This isn't directed at you, but to add some more flavor - bit spinlocks require ...

This isn't directed at you, but to add some more flavor - bit spinlocks require an atomic unlock, whereas byte/word ones can be non-atomic. Which isn't so much problem these days but it used to be a big one against bit spinlocks when locked operations took hundreds of cycles and even went on the bus and stopped everyone else accessing the memory.

But even byte/word spin locks that could avoid the atomic unlock, and even in modern systems where atomic operations are quite cheap relative to cache miss, still have two major problems, the "thundering herd" effect, and unfairness/starvation.

The basic spin lock is just a bit or byte or word in memory where waiters just keep reading the lock value until it becomes unlocked, and then they attempt to lock it. If that fails, continue waiting.

The thundering herd problem is at the cache coherency level. If you have a bunch of CPUs waiting on the lock then when the lock is released at the cache coherency level they all have that line invalidated, and then they will each request the line again, see the new (unlocked) value, and they will all try to take the lock, and each of those lock operations is an exclusive access to the line which also invalidates all others, and in the end only one succeeds, so all the others were wasted and go back to waiting, pulling the line back into shared state. So N CPUs taking a contended spin lock can become an O(N^2) operation all up. Coherency protocols might be smart enough to mitigate this somewhat so it may not be not quite so bad, but it's always going to be costly and those hardware heuristics could break down in extreme cases. So the effective critical section including the lock overhead can grow quickly as you increase CPU count, which can cause scalability to not just hit a wall but go off a cliff and get worse as you get more CPUs contending for the lock. Which is obviously bad, but the negative feedback spiral is particularly bad (workload slows down -> more CPUs recruited to handle workload -> workload gets slower) and means you can get stuck in a degraded state beyond the overload condition.

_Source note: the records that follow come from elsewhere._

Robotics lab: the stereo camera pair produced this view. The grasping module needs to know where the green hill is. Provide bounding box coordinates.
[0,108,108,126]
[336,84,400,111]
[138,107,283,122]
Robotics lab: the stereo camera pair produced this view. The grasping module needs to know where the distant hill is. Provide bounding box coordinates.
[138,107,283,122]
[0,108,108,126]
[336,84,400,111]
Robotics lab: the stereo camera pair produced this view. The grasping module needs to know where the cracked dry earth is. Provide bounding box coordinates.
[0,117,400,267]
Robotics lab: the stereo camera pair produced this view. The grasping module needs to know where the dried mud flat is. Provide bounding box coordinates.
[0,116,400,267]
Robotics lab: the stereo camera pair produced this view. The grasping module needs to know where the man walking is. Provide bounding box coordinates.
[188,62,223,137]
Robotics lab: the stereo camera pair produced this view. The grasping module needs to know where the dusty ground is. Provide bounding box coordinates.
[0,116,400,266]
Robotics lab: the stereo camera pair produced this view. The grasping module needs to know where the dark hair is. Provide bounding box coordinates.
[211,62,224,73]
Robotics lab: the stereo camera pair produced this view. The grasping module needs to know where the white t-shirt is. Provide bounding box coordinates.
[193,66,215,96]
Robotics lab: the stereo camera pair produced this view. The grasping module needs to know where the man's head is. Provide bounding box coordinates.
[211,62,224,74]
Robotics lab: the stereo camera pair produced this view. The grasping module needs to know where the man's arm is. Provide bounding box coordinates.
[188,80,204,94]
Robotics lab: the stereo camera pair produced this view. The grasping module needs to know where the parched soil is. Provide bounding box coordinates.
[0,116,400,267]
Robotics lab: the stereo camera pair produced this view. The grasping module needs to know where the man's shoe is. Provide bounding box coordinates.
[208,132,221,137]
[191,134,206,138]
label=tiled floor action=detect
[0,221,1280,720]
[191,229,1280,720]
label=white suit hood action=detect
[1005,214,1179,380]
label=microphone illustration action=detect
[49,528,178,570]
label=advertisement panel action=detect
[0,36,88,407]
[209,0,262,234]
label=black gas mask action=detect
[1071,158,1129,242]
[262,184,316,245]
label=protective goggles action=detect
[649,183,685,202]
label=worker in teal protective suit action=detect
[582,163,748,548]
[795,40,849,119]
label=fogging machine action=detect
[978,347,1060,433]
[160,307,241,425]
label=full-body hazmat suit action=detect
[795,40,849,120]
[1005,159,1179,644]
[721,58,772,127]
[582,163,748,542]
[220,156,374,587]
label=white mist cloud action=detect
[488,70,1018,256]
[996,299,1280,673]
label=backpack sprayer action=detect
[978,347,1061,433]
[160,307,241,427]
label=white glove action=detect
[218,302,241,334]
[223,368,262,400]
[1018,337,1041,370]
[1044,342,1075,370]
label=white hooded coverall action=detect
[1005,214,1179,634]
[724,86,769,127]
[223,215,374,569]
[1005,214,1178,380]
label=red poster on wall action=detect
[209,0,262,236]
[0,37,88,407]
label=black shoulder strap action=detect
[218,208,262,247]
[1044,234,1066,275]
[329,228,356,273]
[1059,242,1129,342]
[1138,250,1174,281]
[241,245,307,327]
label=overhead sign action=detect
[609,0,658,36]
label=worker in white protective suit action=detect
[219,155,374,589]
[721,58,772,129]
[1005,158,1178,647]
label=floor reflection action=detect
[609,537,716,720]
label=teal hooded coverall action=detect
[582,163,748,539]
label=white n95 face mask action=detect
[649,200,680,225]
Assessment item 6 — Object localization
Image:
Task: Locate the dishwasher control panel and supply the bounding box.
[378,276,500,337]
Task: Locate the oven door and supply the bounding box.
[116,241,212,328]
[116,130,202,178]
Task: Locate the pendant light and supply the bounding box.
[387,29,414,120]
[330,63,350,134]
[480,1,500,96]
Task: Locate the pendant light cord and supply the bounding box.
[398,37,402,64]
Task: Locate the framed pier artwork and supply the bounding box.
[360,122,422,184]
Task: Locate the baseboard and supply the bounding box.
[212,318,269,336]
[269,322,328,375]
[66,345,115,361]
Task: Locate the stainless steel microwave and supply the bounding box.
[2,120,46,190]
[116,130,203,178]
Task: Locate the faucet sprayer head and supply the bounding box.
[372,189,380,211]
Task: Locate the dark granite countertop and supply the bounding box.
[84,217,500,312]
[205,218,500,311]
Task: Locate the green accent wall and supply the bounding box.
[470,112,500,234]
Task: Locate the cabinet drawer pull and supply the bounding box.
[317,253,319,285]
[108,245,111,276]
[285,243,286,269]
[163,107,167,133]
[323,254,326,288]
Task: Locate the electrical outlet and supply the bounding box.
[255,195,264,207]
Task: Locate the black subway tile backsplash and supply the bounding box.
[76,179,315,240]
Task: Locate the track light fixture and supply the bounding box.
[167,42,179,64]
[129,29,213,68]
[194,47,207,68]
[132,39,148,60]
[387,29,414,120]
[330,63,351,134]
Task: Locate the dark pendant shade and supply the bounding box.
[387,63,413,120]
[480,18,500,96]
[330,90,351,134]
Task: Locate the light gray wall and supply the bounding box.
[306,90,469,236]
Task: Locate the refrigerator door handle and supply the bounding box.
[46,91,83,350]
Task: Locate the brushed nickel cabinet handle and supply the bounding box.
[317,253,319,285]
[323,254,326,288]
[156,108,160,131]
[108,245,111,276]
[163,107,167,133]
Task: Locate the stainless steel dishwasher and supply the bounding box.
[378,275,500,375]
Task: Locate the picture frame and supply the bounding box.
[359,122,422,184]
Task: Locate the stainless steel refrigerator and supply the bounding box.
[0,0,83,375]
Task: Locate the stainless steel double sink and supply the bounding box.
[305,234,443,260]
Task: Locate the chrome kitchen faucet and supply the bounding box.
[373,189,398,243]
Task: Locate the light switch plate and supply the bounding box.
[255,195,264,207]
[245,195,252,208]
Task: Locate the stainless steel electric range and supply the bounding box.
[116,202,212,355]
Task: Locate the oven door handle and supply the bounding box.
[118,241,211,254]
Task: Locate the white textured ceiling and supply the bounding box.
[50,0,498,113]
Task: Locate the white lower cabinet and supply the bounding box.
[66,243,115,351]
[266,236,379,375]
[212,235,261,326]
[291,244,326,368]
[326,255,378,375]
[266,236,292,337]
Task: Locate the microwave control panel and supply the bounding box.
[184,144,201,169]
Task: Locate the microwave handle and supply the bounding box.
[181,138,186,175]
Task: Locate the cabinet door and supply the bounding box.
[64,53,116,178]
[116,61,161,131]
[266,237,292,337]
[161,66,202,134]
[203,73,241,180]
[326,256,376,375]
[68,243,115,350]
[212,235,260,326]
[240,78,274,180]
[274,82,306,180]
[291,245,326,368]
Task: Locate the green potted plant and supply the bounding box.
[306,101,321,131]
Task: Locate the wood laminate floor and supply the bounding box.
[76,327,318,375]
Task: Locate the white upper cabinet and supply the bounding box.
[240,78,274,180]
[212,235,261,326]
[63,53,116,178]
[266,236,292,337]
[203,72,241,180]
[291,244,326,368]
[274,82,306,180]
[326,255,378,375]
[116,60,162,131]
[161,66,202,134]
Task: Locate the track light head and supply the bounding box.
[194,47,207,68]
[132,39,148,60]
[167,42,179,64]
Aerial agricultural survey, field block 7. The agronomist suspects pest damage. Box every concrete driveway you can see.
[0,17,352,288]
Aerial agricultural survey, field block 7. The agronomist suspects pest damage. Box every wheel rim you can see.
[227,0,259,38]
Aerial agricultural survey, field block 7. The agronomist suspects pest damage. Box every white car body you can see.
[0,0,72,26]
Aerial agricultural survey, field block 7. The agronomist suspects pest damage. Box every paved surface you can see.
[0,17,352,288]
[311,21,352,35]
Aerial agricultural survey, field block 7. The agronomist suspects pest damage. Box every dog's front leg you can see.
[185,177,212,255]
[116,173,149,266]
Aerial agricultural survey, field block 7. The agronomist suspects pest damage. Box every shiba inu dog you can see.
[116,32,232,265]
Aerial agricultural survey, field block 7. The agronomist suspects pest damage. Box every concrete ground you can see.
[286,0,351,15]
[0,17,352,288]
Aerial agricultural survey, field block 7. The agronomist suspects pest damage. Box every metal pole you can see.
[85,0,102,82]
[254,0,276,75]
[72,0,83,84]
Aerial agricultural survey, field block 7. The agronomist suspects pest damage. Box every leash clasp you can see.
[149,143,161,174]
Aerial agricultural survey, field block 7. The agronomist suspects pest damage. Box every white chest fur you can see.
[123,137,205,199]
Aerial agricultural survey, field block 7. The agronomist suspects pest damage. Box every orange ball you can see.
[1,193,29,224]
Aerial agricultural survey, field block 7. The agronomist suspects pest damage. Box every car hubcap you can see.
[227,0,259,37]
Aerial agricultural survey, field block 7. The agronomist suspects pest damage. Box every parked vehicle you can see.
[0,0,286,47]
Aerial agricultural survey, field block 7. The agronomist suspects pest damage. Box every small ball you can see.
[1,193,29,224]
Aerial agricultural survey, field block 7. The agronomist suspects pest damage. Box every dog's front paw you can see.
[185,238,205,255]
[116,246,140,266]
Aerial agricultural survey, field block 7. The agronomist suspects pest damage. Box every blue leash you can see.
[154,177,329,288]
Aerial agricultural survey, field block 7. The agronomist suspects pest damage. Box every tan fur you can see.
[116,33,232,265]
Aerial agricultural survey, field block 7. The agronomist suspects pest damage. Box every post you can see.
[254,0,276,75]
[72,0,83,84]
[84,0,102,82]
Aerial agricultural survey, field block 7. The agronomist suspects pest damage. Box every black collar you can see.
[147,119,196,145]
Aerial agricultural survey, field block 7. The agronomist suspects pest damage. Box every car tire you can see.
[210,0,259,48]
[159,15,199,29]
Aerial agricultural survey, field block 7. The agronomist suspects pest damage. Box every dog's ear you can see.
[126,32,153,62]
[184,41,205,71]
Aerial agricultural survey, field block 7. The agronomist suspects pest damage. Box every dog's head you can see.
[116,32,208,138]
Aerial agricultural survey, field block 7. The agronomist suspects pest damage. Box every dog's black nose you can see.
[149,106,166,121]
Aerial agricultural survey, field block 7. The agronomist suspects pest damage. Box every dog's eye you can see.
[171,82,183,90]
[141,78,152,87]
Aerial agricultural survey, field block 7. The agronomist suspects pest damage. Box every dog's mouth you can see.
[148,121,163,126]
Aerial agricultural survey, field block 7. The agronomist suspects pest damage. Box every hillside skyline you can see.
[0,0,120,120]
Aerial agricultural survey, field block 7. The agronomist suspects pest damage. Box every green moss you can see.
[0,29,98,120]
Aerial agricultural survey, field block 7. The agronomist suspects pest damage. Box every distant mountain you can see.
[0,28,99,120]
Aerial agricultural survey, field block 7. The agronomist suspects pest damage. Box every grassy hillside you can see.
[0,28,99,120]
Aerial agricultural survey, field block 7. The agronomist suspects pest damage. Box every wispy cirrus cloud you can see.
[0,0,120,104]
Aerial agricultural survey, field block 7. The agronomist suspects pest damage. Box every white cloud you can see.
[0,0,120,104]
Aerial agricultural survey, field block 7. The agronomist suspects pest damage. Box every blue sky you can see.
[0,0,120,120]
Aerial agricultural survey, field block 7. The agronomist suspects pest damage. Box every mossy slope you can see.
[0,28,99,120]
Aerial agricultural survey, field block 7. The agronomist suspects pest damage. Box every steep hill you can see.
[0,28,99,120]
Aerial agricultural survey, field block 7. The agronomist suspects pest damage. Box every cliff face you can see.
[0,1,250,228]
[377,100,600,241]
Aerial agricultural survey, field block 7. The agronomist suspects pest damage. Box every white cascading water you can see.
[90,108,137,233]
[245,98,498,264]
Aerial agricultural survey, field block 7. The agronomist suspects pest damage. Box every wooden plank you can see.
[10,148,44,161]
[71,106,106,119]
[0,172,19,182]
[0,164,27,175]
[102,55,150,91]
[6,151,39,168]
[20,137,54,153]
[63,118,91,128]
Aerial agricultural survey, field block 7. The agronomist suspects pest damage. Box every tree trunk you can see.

The fairness problem is difficult as well. A cache coherency protocol itself can be fair and anti-starvation, in that a CPU will get access to a line in a relatively equal and timely manner, and that could be mathematically proven and verified in the hardware. But when you start building on top of that, those properties don't automatically translate to the higher level primitive. In the above situation where it's a free-for-all on the lock word, any one waiter may get access to the line fairly and never be starved at the hardware level, but each time it performs the atomic operation to acquire the lock it might find that it has been taken by another CPU -- the hardware doesn't know what the lock is or that the value 0x1234 means it's free. So to truly have fair and non-starving locks, you need to build them with those guarantees in software, and only rely on the hardware for atomic operations.

The ticket locks that parent poster refers to are one such solution for fairness as they're FIFO. They were brought in to Linux due to unfairness/starvation problems. They are since superseded by "queued" spinlocks which are also FIFO but instead of spinning on the lock word each CPU spins on its own area, so unlock becomes closer to a 1:1 operation at the coherency level rather than 1:N (using the "MCS" algorithm) which tackles the former thundering herd problem.